Mas não. Ele nem sequer olhou na minha direção. Ele correu para o lado de Alba, gentilmente a retirando do banco do passageiro. Ele a segurou perto, embalando-a como se ela fosse feita de vidro frágil. Seu rosto estava gravado com preocupação crua, seus olhos a examinando em busca de ferimentos, seus lábios murmurando palavras de conforto. Ele beijou sua testa, seu toque infinitamente gentil.

"Você se machucou, meu amor?", ouvi, ou talvez imaginei, ele perguntar.

Meu táxi, amassado e fumegando, estava a apenas alguns metros de distância. O motorista estava inconsciente, caído sobre o volante. Eu estava presa, minha porta emperrada, minha cabeça latejando. Observei, impotente, enquanto Heitor segurava Alba, e então começou a levá-la para longe do caos, em direção à periferia do local do acidente. Ele estava me abandonando. De novo.

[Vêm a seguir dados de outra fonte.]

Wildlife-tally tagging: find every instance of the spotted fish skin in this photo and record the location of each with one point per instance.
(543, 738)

Justo quando eles passaram pelo meu carro destruído, Alba, seus olhos se abrindo, olhou para Heitor.

"Heitor", ela murmurou, sua voz fraca, "você... você viu alguém familiar?"

Seu olhar, fingindo inocência, se desviou para o meu carro, como se ela não tivesse me visto antes.

Os olhos de Heitor, frios e indiferentes, encontraram os meus através do vidro quebrado da janela do táxi. Meu rosto estava manchado de sangue, meu cabelo desgrenhado, meus olhos arregalados de terror e incredulidade. Por um momento, apenas um momento fugaz, pensei ter visto um lampejo de reconhecimento, talvez até um toque de hesitação.

Então, seu olhar endureceu. Ele desviou o olhar, seu braço apertando em volta de Alba.

"Não, meu amor", disse ele, sua voz plana, desprovida de qualquer calor. "Apenas uma... espectadora sem importância. Alguém completamente irrelevante."

Suas palavras, proferidas com uma finalidade arrepiante, foram o golpe mais cruel de todos. Elas martelaram em meu coração já estilhaçado, deixando-me fria e completamente sozinha nos destroços.